Merlot était resté silencieux depuis le début, comme s’il n’était pas concerné par l’instruction et par les perquisitions effectuées la veille.

— Merlot, une remarque ? fit Morvan.

— Euh non, c’est très clair.

— Hum.

Le chef de la brigade se posait de plus en plus la question du rôle de cet adjudant-chef dans son effectif. Certes, il avait été efficace dans la coordination de l’enquête de proximité, mais après cela, à quoi allait-il pouvoir l’employer ?

— Autre chose à nous signaler dans le garage des Tanguy ? interrogea Morvan.

— Oui, capitaine, j’y ai trouvé une tronçonneuse, dans un état proche du neuf et des bidons d’huile également. J’ai tout embarqué et fait aussi plein de prélèvements, comme Arnaud.

— Vous avez bien fait. Rien d’autre ? s’enquit Morvan.

— Si, un détail, mais sans doute sans grande importance : la trace grasse sous l’un des contenants semblait ne pas correspondre à la forme de celui qui était posé à cet endroit.

— Et ?

— Rien, c’était juste une remarque en passant. Le sac poubelle était neuf, là aussi, avec seulement deux morceaux de papier de verre de grain 200 que j’ai embarqués. Rien dans tous les autres réceptacles de déchets que j’ai explorés.

Décidément, rien ne lui échappait à Clélia Le Cléac’h, se dit Angélique, même si, dans le cas présent, elle ne voyait pas bien ce que cela pouvait apporter à l’enquête. Morvan, lui non plus n’avait pas noté l’intérêt de ces informations.
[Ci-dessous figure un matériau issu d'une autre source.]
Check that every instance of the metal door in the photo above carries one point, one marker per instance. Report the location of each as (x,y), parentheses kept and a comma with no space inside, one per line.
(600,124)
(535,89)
Les 2 TCIP confirmèrent également qu’aucun étui de cartouche utilisé n’avait été découvert, ni sur les lieux du crime ni dans les deux maisons ayant fait l’objet d’une perquisition. Ils avaient aussi fouillé les conteneurs extérieurs.

Le capitaine présenta lui-même un bilan succinct de l’enquête de voisinage : en gros, rien, même s’il restait quelques habitations dans le périmètre à visiter. Par la suite, il demanda à Angélique de recommencer le résumé de la veille, afin que toute l’équipe soit à un niveau d’information équivalent. Il compléta l’exposé en précisant qu’ils pouvaient s’attendre à une pression médiatique forte, mais que celle-ci, à son grand soulagement, serait prise en charge par le nouveau commandant de compagnie. Il n’évoqua pas la DGSI, sans doute à dessein.

Il les renvoya ensuite à leurs occupations, tous sauf Angélique avec qui il avait bien l’intention d’entendre la veuve Guillou. Il était près de neuf heures, elle n’allait pas tarder à arriver.